Last week, New Season Foods of Forest Grove - a manufacturer of food ingredients - announced that it had been bought by Knorr Foods, a subsidiary of Japanese food giant Ajinomoto.
Mark Frandsen, the CEO and president of New Season (not to be confused with the small chain of groceries stores with a similar name), said the sale had been announced at a Tokyo press conference more than a month ago.
He'd planned on announcing the deal locally but had been so busy he hadn't gotten around to it until last week.
Besides, he said, the sale had been in the works for nearly two years.
'Nobody was in a big hurry,' said Frandsen, who owned New Season before selling to Ajinomoto for an undisclosed sum. 'So we took our time to see that this was the best thing for both companies.'
Frandsen, who is staying on as president and CEO, said all employees - 30 year-round and up to 80 during the harvest - will keep their jobs under the new ownership and, in fact, may have opportunities for further advancement.

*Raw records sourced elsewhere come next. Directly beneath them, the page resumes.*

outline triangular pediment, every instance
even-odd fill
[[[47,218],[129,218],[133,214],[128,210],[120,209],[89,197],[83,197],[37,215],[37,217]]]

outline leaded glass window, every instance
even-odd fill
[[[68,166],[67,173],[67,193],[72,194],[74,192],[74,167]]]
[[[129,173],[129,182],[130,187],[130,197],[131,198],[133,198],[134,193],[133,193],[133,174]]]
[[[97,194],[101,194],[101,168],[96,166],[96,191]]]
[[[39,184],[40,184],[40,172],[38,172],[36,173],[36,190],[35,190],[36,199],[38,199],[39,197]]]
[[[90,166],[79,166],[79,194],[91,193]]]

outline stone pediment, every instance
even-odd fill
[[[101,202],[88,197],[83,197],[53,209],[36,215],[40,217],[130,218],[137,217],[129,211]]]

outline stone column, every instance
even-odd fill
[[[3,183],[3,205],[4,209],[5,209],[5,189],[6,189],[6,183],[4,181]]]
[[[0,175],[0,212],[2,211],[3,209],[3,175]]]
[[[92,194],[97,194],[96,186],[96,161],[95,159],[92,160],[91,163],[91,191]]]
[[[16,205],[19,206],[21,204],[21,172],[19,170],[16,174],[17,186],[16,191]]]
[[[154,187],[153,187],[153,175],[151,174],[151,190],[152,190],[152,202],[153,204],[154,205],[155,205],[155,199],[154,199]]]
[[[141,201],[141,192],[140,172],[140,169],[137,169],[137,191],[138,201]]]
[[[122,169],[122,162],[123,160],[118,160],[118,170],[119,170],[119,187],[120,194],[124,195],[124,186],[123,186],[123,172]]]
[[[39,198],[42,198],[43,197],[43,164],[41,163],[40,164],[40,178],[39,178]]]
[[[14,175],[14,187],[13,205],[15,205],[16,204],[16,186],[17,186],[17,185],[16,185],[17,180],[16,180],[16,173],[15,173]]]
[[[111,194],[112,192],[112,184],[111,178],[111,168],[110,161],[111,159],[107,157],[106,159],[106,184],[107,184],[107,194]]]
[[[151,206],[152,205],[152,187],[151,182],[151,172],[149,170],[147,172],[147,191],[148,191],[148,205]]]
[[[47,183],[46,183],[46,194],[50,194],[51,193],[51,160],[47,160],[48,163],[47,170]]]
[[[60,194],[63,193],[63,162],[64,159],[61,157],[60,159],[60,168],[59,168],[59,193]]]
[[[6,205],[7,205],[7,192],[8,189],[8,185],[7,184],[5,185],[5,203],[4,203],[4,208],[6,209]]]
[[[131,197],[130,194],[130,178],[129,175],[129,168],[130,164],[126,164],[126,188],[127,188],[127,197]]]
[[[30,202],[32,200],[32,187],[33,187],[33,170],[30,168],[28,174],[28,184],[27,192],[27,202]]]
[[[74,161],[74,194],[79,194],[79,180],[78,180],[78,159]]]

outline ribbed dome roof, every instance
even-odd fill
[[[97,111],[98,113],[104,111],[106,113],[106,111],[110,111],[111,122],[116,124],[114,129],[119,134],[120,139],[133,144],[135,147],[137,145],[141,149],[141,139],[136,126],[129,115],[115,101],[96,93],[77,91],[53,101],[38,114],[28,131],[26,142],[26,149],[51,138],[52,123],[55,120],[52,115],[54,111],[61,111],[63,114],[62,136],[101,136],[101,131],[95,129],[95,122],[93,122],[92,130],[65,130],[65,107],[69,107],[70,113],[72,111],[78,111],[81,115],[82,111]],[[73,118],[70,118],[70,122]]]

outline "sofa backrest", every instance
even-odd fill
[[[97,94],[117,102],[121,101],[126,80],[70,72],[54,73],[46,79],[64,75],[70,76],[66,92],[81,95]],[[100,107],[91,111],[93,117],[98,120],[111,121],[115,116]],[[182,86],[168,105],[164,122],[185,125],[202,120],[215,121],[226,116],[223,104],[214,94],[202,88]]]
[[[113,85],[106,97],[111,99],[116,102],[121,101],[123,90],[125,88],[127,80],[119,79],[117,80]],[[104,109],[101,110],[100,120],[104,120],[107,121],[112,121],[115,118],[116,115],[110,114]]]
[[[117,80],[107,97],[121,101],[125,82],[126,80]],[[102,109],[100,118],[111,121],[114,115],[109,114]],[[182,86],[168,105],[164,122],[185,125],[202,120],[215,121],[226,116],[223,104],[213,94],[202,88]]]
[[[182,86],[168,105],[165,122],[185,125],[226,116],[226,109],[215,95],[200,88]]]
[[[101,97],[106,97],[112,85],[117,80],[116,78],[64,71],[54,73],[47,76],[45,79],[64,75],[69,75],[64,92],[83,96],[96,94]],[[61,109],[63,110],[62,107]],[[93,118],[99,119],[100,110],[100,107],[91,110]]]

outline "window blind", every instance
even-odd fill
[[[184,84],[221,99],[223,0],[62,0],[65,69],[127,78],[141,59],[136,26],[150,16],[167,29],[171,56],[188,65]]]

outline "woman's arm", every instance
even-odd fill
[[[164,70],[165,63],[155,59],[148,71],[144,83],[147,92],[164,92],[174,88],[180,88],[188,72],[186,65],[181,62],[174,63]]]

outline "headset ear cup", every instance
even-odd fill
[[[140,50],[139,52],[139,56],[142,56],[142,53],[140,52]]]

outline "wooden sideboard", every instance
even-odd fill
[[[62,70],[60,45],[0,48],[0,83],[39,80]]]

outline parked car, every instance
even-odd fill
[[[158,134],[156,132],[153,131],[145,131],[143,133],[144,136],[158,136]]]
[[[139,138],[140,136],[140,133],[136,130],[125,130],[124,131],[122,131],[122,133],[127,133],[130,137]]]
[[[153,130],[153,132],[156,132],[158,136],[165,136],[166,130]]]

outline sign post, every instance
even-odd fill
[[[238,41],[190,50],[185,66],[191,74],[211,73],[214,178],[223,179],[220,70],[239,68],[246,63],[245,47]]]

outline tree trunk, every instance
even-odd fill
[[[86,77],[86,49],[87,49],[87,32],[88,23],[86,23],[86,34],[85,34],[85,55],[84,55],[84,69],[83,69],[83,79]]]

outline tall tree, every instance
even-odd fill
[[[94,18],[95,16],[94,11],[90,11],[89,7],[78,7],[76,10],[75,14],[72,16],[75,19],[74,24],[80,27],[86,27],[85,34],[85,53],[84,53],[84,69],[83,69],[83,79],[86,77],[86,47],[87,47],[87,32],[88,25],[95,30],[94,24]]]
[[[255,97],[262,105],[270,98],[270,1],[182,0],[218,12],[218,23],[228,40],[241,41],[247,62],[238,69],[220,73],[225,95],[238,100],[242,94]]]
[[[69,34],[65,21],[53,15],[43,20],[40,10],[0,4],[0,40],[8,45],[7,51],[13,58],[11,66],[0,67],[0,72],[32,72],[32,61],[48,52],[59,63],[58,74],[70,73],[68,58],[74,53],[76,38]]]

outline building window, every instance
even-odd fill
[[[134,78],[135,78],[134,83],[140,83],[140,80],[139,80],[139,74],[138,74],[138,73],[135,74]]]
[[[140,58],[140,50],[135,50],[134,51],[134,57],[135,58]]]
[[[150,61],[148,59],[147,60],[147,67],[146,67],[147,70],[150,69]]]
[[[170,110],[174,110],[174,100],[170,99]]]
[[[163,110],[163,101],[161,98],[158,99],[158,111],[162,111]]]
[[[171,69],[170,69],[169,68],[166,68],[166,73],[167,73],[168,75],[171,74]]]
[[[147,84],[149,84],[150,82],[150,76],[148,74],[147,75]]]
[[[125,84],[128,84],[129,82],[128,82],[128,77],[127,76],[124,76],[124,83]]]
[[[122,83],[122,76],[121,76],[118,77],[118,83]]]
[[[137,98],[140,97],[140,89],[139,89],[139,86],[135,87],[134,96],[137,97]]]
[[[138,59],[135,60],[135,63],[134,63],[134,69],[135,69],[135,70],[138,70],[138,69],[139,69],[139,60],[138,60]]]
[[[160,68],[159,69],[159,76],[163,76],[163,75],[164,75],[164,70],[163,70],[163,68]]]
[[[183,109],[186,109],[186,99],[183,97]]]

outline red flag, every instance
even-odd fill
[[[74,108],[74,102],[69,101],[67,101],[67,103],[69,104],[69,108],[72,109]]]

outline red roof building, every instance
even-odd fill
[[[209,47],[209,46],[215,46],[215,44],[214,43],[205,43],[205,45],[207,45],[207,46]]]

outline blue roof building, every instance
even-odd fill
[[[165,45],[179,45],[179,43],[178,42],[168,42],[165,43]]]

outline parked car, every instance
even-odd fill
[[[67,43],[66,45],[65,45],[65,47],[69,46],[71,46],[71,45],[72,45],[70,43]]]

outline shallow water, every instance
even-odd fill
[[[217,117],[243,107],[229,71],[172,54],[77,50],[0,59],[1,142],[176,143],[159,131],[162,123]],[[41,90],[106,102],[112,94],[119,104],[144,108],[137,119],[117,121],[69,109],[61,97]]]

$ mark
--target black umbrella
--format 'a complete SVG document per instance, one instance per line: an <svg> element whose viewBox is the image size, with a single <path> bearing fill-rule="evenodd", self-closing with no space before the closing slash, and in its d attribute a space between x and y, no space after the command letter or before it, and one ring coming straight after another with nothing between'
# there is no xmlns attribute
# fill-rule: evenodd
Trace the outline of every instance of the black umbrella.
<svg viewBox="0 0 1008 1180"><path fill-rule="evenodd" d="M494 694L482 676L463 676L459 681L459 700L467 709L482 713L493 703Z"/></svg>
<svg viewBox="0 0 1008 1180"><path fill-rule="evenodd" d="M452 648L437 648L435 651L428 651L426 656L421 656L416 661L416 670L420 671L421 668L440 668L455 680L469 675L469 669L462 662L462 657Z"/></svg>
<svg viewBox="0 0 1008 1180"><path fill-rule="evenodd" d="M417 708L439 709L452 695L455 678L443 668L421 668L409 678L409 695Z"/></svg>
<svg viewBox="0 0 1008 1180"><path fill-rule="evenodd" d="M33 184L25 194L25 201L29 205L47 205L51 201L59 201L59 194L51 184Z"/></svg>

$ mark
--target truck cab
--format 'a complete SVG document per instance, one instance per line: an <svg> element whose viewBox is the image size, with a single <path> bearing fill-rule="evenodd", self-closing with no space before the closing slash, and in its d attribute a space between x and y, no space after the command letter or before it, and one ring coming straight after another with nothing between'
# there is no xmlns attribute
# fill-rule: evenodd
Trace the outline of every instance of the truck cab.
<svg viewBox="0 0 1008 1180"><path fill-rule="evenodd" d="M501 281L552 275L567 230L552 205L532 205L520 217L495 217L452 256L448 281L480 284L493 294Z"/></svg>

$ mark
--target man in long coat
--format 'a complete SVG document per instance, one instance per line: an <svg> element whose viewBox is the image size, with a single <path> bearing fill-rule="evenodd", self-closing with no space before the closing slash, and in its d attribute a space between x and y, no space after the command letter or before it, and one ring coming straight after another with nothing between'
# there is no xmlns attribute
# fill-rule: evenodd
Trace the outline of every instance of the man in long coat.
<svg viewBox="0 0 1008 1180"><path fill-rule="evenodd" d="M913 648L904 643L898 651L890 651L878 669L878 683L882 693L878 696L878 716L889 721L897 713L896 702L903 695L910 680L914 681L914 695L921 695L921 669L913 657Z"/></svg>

Carolyn Mayer, a Banks resident who started with the company in 1979 processing strawberries, called the sale 'a very positive thing.'
'With Ajinomoto owning the company, it definitely opens the door to another world of opportunity' for the company and for employees, said Mayer, who has worked her way up to manager of technical services.
'We go from being a successful but small company in Forest Grove to one of the 10 largest food producers in the world,' Frandsen said.
Ajinomoto, the literal translation of which is 'essence of taste,' operates in 23 countries and regions around the world, employs about 25,000 people and has a yearly revenue exceeding $9 billion, according to the online encyclopedia Wikipedia.com.
Frandsen said the sale of New Season can be viewed as a validation of the new direction it has taken in the past decade.
Its main business since it was founded in Banks in 1950, and long after it moved to Forest Grove in 1966, was supplying frozen berries, fruit and corn to grocery stores. But, Frandsen said, the markets started to change in the early 1990s, around the time he joined the company in 1994. By the time he bought it in 1998, he was ready to refocus the company.
The company had been selling dried and dehydrated vegetables since 1985, but not as its primary business. In 1999, Frandsen changed the name to New Season Foods (it had been Flavorland Foods) to reflect the new tack.
Today, the company doesn't sell fruit at all. It's exclusively a supplier of ingredients, mostly sweet corn powder.
Ajinomoto had been a major customer all the while, buying hundreds of tons of sweet corn powder. It uses the powder as the main ingredient in a quick-and-easy version of a very popular meal in Japan - corn soup.
'Even McDonald's in Japan has corn soup,' Frandsen said. 'You can get a hamburger and corn soup.'
The samples of Ajinomoto's end product look much like packets of Ramen instant-noodle soups, available in the United States. By acquiring New Season Foods, Ajinomoto secures a source of ingredients for its instant soups.
Frandsen said Ajinomoto also wants to expand its product lines, and therefore the number of ingredients it buys in Oregon - good news for local farmers.
Harold Wyatt, who founded the company that evolved into New Season Foods, said he had no objections to the business' direction or to the recent sale.
The 94-year-old Wyatt, who lives at the Jennings McCall Center, said it was sad to see the local strawberry market undercut by imports, but he's glad his company could adapt.
'In terms of the community, I think it's a good thing, as long as the company operates and keeps its payroll here,' Wyatt said.